— НИРу?
— Научно-исследовательские разработки. На таланты у меня настоящий нюх, и в своей области я довольно известен. Кстати, я еще не представился. Хааст. Ха-аст, через два „а“.
— Случайно не генерал Хааст? — поинтересовался я. — Ну, который взял тот остров в Тихом океане. — Естественно, думал я только о том, что армия таки меня зацапала. (Не факт, кстати, что это не так).
Тот скромно потупился:
— Генерал в отставке… Возраст уже несколько не тот, как вы сами изволили заметить. — Негодующий блеск в поднятом взгляде. — Армия им, понимаете ли, не дом престарелых… Хотя я сохранил кое-какие связи, круг друзей, кто все еще уважает мое мнение, несмотря на возраст. Я только удивлен, что вы помните об Ауауи. Сорок четвертый год… разница в несколько поколений.
— Но я читал книгу, а она вышла… в пятьдесят пятом, кажется.
Книга, о которой я говорил, как Хааст немедленно понял, это „Марс в конъюнкции“ Фреда Берригана — изложение Ауауйской кампании, почти не беллетризованное. Через много лет после выхода книги я встретил Берригана на какой-то вечеринке. Чрезвычайно впечатляющий, с великосветскими манерами деятель — только обреченность, казалось, так и источал. Дело было буквально за месяц до его самоубийства. Но это совсем другая история.
Хааст насупился.
— Уже тогда у меня был на таланты настоящий нюх. Только иногда талант и измена — близнецы-братья. Впрочем, вряд ли есть смысл спорить с вами о Берригане — вы уже свое мнение явно составили.

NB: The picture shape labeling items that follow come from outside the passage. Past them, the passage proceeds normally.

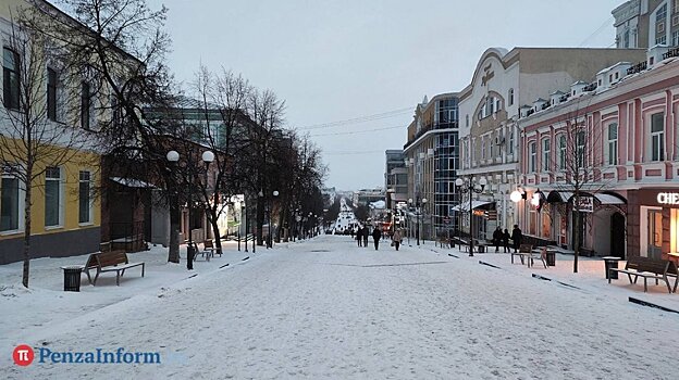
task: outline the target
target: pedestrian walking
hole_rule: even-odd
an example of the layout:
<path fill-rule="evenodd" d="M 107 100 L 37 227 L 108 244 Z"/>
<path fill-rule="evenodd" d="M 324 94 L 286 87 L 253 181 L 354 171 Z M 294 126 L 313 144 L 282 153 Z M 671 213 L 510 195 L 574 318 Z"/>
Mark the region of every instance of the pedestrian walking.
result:
<path fill-rule="evenodd" d="M 518 252 L 519 245 L 523 242 L 523 233 L 521 233 L 519 225 L 514 225 L 514 229 L 511 230 L 511 242 L 514 242 L 514 252 Z"/>
<path fill-rule="evenodd" d="M 495 244 L 495 252 L 499 252 L 499 244 L 502 243 L 502 228 L 497 226 L 493 232 L 493 244 Z"/>
<path fill-rule="evenodd" d="M 380 239 L 382 239 L 382 231 L 378 226 L 375 226 L 375 228 L 372 230 L 372 239 L 374 240 L 376 251 L 378 246 L 380 246 Z"/>
<path fill-rule="evenodd" d="M 398 251 L 398 246 L 400 246 L 402 240 L 403 240 L 403 237 L 400 236 L 400 229 L 396 228 L 394 230 L 394 235 L 392 235 L 392 243 L 394 244 L 394 248 L 396 249 L 396 251 Z"/>
<path fill-rule="evenodd" d="M 509 251 L 509 231 L 505 228 L 505 232 L 503 232 L 503 246 L 505 248 L 505 253 L 511 252 Z"/>

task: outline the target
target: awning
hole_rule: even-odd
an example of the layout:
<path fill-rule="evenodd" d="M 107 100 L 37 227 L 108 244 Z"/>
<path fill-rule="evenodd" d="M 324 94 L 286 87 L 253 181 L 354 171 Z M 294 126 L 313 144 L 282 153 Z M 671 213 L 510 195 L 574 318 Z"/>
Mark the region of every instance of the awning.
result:
<path fill-rule="evenodd" d="M 572 198 L 573 193 L 570 191 L 550 191 L 547 195 L 547 203 L 567 203 Z"/>
<path fill-rule="evenodd" d="M 481 206 L 484 206 L 486 204 L 491 204 L 494 203 L 493 201 L 472 201 L 471 202 L 471 208 L 479 208 Z M 462 202 L 461 204 L 450 208 L 450 211 L 469 211 L 469 202 Z"/>
<path fill-rule="evenodd" d="M 126 186 L 128 188 L 140 188 L 140 189 L 155 189 L 156 186 L 145 182 L 143 180 L 139 179 L 134 179 L 134 178 L 121 178 L 121 177 L 110 177 L 110 180 L 118 182 L 122 186 Z"/>
<path fill-rule="evenodd" d="M 594 194 L 601 204 L 625 204 L 626 202 L 613 194 Z"/>

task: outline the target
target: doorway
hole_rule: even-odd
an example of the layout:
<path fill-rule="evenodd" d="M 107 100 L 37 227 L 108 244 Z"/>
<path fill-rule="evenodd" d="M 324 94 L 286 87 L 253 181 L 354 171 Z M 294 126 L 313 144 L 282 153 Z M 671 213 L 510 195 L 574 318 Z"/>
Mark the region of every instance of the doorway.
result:
<path fill-rule="evenodd" d="M 649 251 L 650 258 L 662 258 L 663 254 L 663 211 L 649 210 Z"/>
<path fill-rule="evenodd" d="M 610 256 L 625 259 L 625 215 L 610 215 Z"/>

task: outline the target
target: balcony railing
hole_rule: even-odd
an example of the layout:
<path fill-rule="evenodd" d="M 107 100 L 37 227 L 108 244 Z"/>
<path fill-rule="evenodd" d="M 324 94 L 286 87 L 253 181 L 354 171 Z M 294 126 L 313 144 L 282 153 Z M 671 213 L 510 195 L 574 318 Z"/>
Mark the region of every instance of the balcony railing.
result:
<path fill-rule="evenodd" d="M 670 49 L 668 52 L 663 54 L 663 60 L 667 60 L 668 58 L 679 56 L 679 48 Z"/>
<path fill-rule="evenodd" d="M 419 132 L 415 134 L 412 139 L 410 139 L 404 145 L 404 149 L 408 149 L 408 147 L 410 147 L 415 141 L 417 141 L 417 139 L 419 139 L 420 137 L 422 137 L 422 135 L 427 134 L 430 130 L 434 130 L 434 129 L 448 129 L 448 128 L 457 128 L 457 122 L 434 123 L 434 124 L 425 125 L 425 126 L 422 127 L 422 129 L 420 129 Z"/>
<path fill-rule="evenodd" d="M 627 75 L 632 75 L 639 72 L 643 72 L 644 69 L 646 69 L 647 65 L 649 63 L 646 61 L 639 62 L 638 64 L 627 69 Z"/>

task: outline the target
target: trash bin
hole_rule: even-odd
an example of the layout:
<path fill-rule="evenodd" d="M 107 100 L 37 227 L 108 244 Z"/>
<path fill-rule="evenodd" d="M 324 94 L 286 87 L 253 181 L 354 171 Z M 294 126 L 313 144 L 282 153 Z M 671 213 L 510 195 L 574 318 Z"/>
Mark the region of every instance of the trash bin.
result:
<path fill-rule="evenodd" d="M 617 256 L 605 256 L 602 257 L 604 259 L 604 267 L 606 269 L 606 279 L 610 278 L 613 280 L 617 280 L 618 279 L 618 273 L 617 271 L 609 271 L 608 269 L 614 268 L 617 269 L 618 268 L 618 262 L 620 261 L 620 257 Z"/>
<path fill-rule="evenodd" d="M 547 250 L 547 266 L 556 266 L 556 252 Z"/>
<path fill-rule="evenodd" d="M 82 265 L 62 266 L 64 271 L 64 292 L 79 292 L 81 291 L 81 273 L 83 271 Z"/>

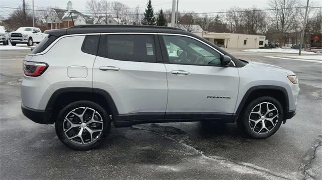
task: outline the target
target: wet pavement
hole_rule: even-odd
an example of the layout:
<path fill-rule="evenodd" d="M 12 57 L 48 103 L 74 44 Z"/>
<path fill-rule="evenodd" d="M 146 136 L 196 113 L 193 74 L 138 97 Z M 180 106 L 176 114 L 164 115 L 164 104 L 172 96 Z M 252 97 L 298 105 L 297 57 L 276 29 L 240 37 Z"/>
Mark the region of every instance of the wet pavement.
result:
<path fill-rule="evenodd" d="M 322 64 L 228 51 L 298 75 L 297 114 L 275 134 L 251 139 L 235 124 L 215 122 L 112 126 L 100 148 L 82 151 L 62 144 L 54 125 L 24 116 L 21 67 L 29 51 L 0 51 L 0 178 L 322 179 Z"/>

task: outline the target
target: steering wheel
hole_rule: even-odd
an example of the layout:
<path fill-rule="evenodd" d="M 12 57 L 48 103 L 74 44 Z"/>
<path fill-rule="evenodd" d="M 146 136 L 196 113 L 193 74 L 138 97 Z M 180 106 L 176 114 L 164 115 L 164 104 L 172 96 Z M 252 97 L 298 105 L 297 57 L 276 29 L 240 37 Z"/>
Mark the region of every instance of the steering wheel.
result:
<path fill-rule="evenodd" d="M 181 61 L 186 61 L 188 59 L 188 53 L 184 51 L 181 53 L 178 57 L 177 62 L 180 62 Z"/>
<path fill-rule="evenodd" d="M 195 64 L 204 64 L 205 61 L 206 60 L 206 57 L 204 56 L 198 56 L 197 60 L 196 60 L 196 62 Z"/>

Потом он завел прежнюю песнь балаганного зазывалы: библиотека была в полном моем распоряжении; мне полагалось недельное жалованье (!) в пятьдесят долларов, тратить которое я мог в столовой; вечером по вторникам и четвергам — кино; кофе в рекреации; ну и т, д., и т, п. В первую очередь, я должен чувствовать себя свободным, совершенно свободным. Как и раньше, он наотрез отказался объяснять, где я, почему и когда можно ожидать освобождения или возвращения в Спрингфилд.
— Только ведите дневник как следует, мистер Саккетти. Это единственное, что мы просим.

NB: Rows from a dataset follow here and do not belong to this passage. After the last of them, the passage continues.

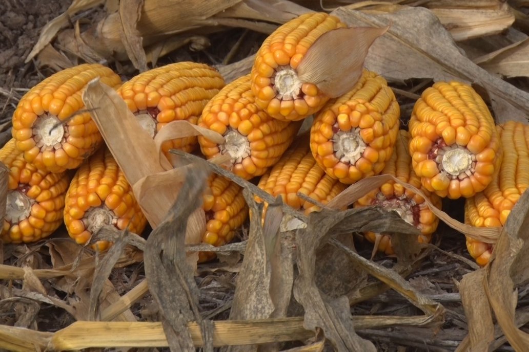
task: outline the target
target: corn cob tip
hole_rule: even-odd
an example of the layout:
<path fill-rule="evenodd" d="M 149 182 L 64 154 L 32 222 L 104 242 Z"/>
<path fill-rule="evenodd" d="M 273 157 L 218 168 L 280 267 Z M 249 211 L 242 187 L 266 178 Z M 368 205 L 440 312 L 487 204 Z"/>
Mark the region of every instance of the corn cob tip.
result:
<path fill-rule="evenodd" d="M 426 89 L 409 122 L 413 166 L 425 187 L 451 199 L 483 191 L 501 158 L 494 126 L 470 85 L 439 82 Z"/>
<path fill-rule="evenodd" d="M 324 13 L 308 13 L 285 23 L 263 42 L 252 69 L 256 103 L 274 118 L 303 119 L 320 110 L 329 97 L 310 81 L 303 81 L 298 66 L 323 34 L 345 24 Z"/>
<path fill-rule="evenodd" d="M 117 90 L 140 126 L 154 137 L 174 121 L 196 125 L 204 106 L 224 86 L 222 76 L 206 64 L 182 61 L 161 66 L 134 76 Z M 198 144 L 194 135 L 164 142 L 162 150 L 188 153 Z"/>
<path fill-rule="evenodd" d="M 273 119 L 255 103 L 250 75 L 227 84 L 204 108 L 197 125 L 224 137 L 219 144 L 199 136 L 202 153 L 208 159 L 230 156 L 234 174 L 249 179 L 274 165 L 294 140 L 302 121 Z"/>
<path fill-rule="evenodd" d="M 24 158 L 54 173 L 74 169 L 101 145 L 103 138 L 84 109 L 83 92 L 99 78 L 116 88 L 121 79 L 100 64 L 83 64 L 57 72 L 33 87 L 13 115 L 12 135 Z"/>
<path fill-rule="evenodd" d="M 35 122 L 32 132 L 37 147 L 41 150 L 52 150 L 66 141 L 68 131 L 57 116 L 47 113 Z"/>
<path fill-rule="evenodd" d="M 147 219 L 110 150 L 100 148 L 83 163 L 66 195 L 64 222 L 71 237 L 85 244 L 105 225 L 141 234 Z M 98 241 L 93 248 L 104 250 L 110 243 Z"/>
<path fill-rule="evenodd" d="M 409 134 L 403 130 L 399 132 L 394 153 L 381 173 L 391 175 L 421 189 L 435 206 L 440 208 L 441 198 L 422 186 L 421 179 L 411 168 L 412 158 L 408 152 Z M 405 222 L 417 227 L 421 232 L 417 238 L 419 243 L 430 242 L 432 234 L 439 223 L 439 218 L 423 197 L 393 180 L 362 197 L 354 204 L 355 207 L 370 205 L 378 206 L 388 212 L 395 211 Z M 373 255 L 377 251 L 388 255 L 393 254 L 391 237 L 387 234 L 368 232 L 364 235 L 370 242 L 375 243 Z"/>
<path fill-rule="evenodd" d="M 31 206 L 35 203 L 21 189 L 7 192 L 5 220 L 17 223 L 27 218 L 31 212 Z"/>
<path fill-rule="evenodd" d="M 156 135 L 156 111 L 151 109 L 138 111 L 135 115 L 136 120 L 141 128 L 147 131 L 151 138 L 154 138 Z"/>

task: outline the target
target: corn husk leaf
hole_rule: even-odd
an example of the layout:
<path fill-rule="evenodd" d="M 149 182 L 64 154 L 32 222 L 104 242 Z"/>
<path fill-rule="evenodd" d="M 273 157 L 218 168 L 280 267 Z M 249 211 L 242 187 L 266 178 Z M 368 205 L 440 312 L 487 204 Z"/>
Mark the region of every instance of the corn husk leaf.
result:
<path fill-rule="evenodd" d="M 347 298 L 344 296 L 331 298 L 318 289 L 314 280 L 316 250 L 331 236 L 361 232 L 367 228 L 383 231 L 390 222 L 396 232 L 407 233 L 416 230 L 412 229 L 413 226 L 404 223 L 398 216 L 392 215 L 382 220 L 379 211 L 373 208 L 339 212 L 323 209 L 311 213 L 306 228 L 296 231 L 299 275 L 294 283 L 294 294 L 304 308 L 304 326 L 308 330 L 322 329 L 325 338 L 337 350 L 375 351 L 376 349 L 371 342 L 356 334 Z M 390 217 L 391 220 L 389 220 Z M 346 246 L 343 247 L 348 253 L 355 254 Z M 394 272 L 393 274 L 396 275 Z"/>
<path fill-rule="evenodd" d="M 429 6 L 455 41 L 500 33 L 514 22 L 514 14 L 506 2 L 430 2 Z"/>
<path fill-rule="evenodd" d="M 157 187 L 155 177 L 147 181 L 142 180 L 173 168 L 167 158 L 157 149 L 154 141 L 141 128 L 125 102 L 113 89 L 95 80 L 89 83 L 83 98 L 106 145 L 132 185 L 145 217 L 151 226 L 156 228 L 176 199 L 181 179 L 175 177 L 174 186 L 168 188 Z M 113 118 L 106 118 L 107 116 Z M 141 188 L 134 188 L 136 183 L 140 182 L 141 187 L 149 190 L 150 197 L 143 196 L 145 192 Z M 197 210 L 189 221 L 190 225 L 187 227 L 186 243 L 198 243 L 205 227 L 204 211 Z"/>
<path fill-rule="evenodd" d="M 212 328 L 198 311 L 198 288 L 195 267 L 187 261 L 185 249 L 187 219 L 202 206 L 202 195 L 208 171 L 201 165 L 187 170 L 178 197 L 167 217 L 147 239 L 144 255 L 149 290 L 163 316 L 163 330 L 172 350 L 194 350 L 187 324 L 200 326 L 204 348 L 213 350 Z M 195 259 L 195 262 L 196 262 Z"/>
<path fill-rule="evenodd" d="M 95 7 L 103 2 L 103 0 L 74 0 L 64 13 L 53 18 L 42 28 L 39 41 L 28 55 L 24 62 L 29 62 L 49 44 L 61 28 L 70 23 L 70 18 L 75 14 L 87 8 Z"/>
<path fill-rule="evenodd" d="M 105 232 L 105 231 L 108 230 L 102 229 L 98 232 Z M 96 266 L 93 275 L 94 279 L 90 285 L 90 301 L 88 311 L 88 320 L 96 320 L 99 313 L 98 310 L 103 307 L 103 305 L 99 303 L 99 299 L 103 293 L 104 286 L 107 283 L 107 281 L 112 269 L 114 269 L 123 252 L 125 246 L 126 245 L 125 236 L 127 233 L 126 231 L 123 232 L 124 235 L 121 236 L 117 241 L 114 242 L 106 255 L 101 261 L 99 261 L 98 264 Z M 119 297 L 119 295 L 118 295 L 118 297 Z M 134 315 L 132 315 L 131 318 L 133 321 L 136 320 Z"/>
<path fill-rule="evenodd" d="M 369 47 L 388 28 L 341 28 L 324 34 L 299 63 L 299 80 L 315 84 L 331 98 L 343 95 L 356 84 Z M 329 48 L 333 48 L 332 55 Z"/>
<path fill-rule="evenodd" d="M 37 60 L 40 66 L 48 66 L 57 72 L 74 65 L 71 61 L 57 51 L 51 44 L 47 45 L 39 53 Z"/>
<path fill-rule="evenodd" d="M 405 188 L 411 190 L 416 194 L 420 195 L 424 198 L 425 203 L 435 216 L 449 226 L 461 233 L 488 243 L 494 243 L 499 237 L 501 227 L 476 227 L 458 221 L 434 205 L 428 197 L 420 189 L 408 183 L 403 182 L 391 175 L 379 175 L 361 179 L 351 185 L 333 198 L 327 204 L 327 206 L 330 208 L 340 208 L 352 204 L 372 189 L 378 188 L 389 180 L 395 181 L 396 183 L 402 185 Z"/>
<path fill-rule="evenodd" d="M 515 288 L 526 283 L 529 279 L 528 213 L 529 193 L 525 192 L 509 214 L 489 263 L 485 268 L 466 275 L 466 280 L 473 284 L 462 288 L 465 294 L 486 298 L 487 306 L 494 312 L 509 343 L 515 350 L 519 351 L 525 350 L 529 345 L 529 334 L 517 327 L 515 316 L 517 301 Z M 473 332 L 463 343 L 471 347 L 488 347 L 492 321 L 491 316 L 484 316 L 481 312 L 483 308 L 480 307 L 485 305 L 484 302 L 482 300 L 470 299 L 463 304 L 469 324 L 472 327 L 470 330 Z"/>
<path fill-rule="evenodd" d="M 136 29 L 144 3 L 144 0 L 122 0 L 120 2 L 118 12 L 121 24 L 120 31 L 121 42 L 132 64 L 140 72 L 148 70 L 143 39 Z"/>
<path fill-rule="evenodd" d="M 523 117 L 529 115 L 529 93 L 489 74 L 462 54 L 430 10 L 412 7 L 387 15 L 367 15 L 339 8 L 332 13 L 352 26 L 382 27 L 391 23 L 387 32 L 371 46 L 366 59 L 368 69 L 388 80 L 431 78 L 476 82 L 488 91 L 497 122 L 523 121 Z"/>
<path fill-rule="evenodd" d="M 0 163 L 0 219 L 5 216 L 5 206 L 7 201 L 7 183 L 10 170 L 3 163 Z"/>
<path fill-rule="evenodd" d="M 476 351 L 486 350 L 494 339 L 492 312 L 483 290 L 485 275 L 484 270 L 468 274 L 463 277 L 459 285 L 465 316 L 469 319 L 469 345 L 466 348 Z M 479 318 L 476 319 L 478 317 Z"/>
<path fill-rule="evenodd" d="M 529 39 L 474 59 L 489 72 L 506 77 L 529 77 Z"/>
<path fill-rule="evenodd" d="M 274 302 L 270 292 L 272 269 L 271 257 L 275 256 L 281 248 L 279 234 L 282 218 L 281 202 L 270 204 L 271 208 L 267 210 L 267 216 L 264 218 L 264 224 L 261 224 L 263 205 L 257 204 L 252 195 L 247 190 L 243 192 L 250 207 L 250 232 L 244 258 L 237 278 L 230 312 L 231 320 L 266 319 L 270 317 L 273 312 Z M 277 267 L 275 269 L 280 270 L 280 268 Z M 276 275 L 278 273 L 277 272 Z M 276 279 L 280 279 L 280 277 L 276 276 Z M 252 289 L 249 290 L 249 287 Z M 288 293 L 289 294 L 290 291 Z M 242 352 L 256 349 L 257 346 L 249 345 L 231 346 L 227 350 L 231 352 Z"/>

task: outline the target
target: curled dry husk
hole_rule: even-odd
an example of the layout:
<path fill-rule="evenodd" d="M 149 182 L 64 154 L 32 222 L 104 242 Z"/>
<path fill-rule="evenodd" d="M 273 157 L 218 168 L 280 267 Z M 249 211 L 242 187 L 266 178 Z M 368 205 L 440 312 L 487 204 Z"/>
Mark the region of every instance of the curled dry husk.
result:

— Зовите меня просто Луи, генерал Хааст.
— Да? Спасибо… Луи. А почему бы вам не звать меня Ха-Ха?
Как все мои друзья.
— Ха-Ха.
— Сокращение от Хамфри Хааст. Правда, в наши не столь либеральные времена имя Хамфри может вызывать не те ассоциации.
Так, о чем я говорил… а, да, о вашем дневнике. Почему бы вам не вернуться к себе и не начать прямо с того места, где вас прервали, когда вызвали ко мне. Нам нужно, чтобы дневник велся как можно подробней. Факты, Саккетти — извините, Луи — факты! Есть поговорка, что гений — это талант плюс бесконечная головная боль. Пишите так, будто пытаетесь объяснить кому-то… вне нашего лагеря… что с вами происходит. И я хочу, чтобы вы ничего не скрывали. Говорите, что думаете. Моих чувств щадить не надо.
— Постараюсь.
Тусклая улыбка.
— Постарайтесь только все время придерживаться одного принципа. Не надо слишком… как бы это сказать… напускать туману. Не забывайте, нам нужны факты. А не… — Он прокашлялся.
— Поэзия?
— Ну вы же понимаете, лично я ничего против поэзии не имею.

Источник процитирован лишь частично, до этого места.